Because this is a hardlock caused by race condition, logical analysis has no problem, it does not take the time to reproduce, the environment runs a dpdk node, but for performance settings only run on a numa node, which can frequently cause numa imbalance, so students who want to repeat can refer to running dpdk on a single numa node to reproduce, which will have a higher probability.

Fourth, failure avoidance or resolution

Our solution is:

1. Turn off the automatic balance of numa.

two。 Manually incorporate the 0b26351b910f patch into the linux community

3. This patch is incorporated in centos's 3.10.0-974.el7:

[kernel] stop_machine, sched: Fix migrate_swap () vs. Active_balance () deadlock (Phil Auld) [1557061]

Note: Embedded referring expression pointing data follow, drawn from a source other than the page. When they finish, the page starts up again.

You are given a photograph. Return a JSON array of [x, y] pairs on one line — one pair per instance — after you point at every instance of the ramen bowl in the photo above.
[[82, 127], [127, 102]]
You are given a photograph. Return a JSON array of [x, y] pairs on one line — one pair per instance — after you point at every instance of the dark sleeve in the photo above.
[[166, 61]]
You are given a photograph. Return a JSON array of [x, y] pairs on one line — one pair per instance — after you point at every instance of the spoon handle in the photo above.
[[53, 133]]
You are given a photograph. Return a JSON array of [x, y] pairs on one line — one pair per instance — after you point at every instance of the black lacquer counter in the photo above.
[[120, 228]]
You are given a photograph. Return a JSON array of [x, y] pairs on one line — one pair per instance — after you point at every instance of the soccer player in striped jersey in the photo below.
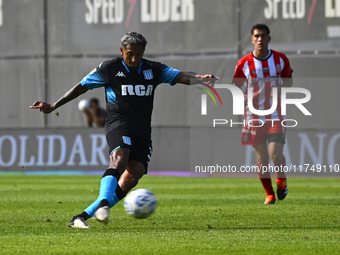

At the same time, Red Hat converged to 3.10.0-957.27.2.el7.x86_64, so upgrading the centos kernel to 3.10.0-957.27.2.el7.x86_64 is also an option.

Is it helpful for you to read the above content? If you want to know more about the relevant knowledge or read more related articles, please follow the industry information channel, thank you for your support.

Welcome to subscribe "Shulou Technology Information " to get latest news, interesting things and hot topics in the IT industry, and controls the hottest and latest Internet news, technology news and IT industry trends.

*The comments in the above article only represent the author's personal views and do not represent the views and positions of this website. If you have more insights, please feel free to contribute and share.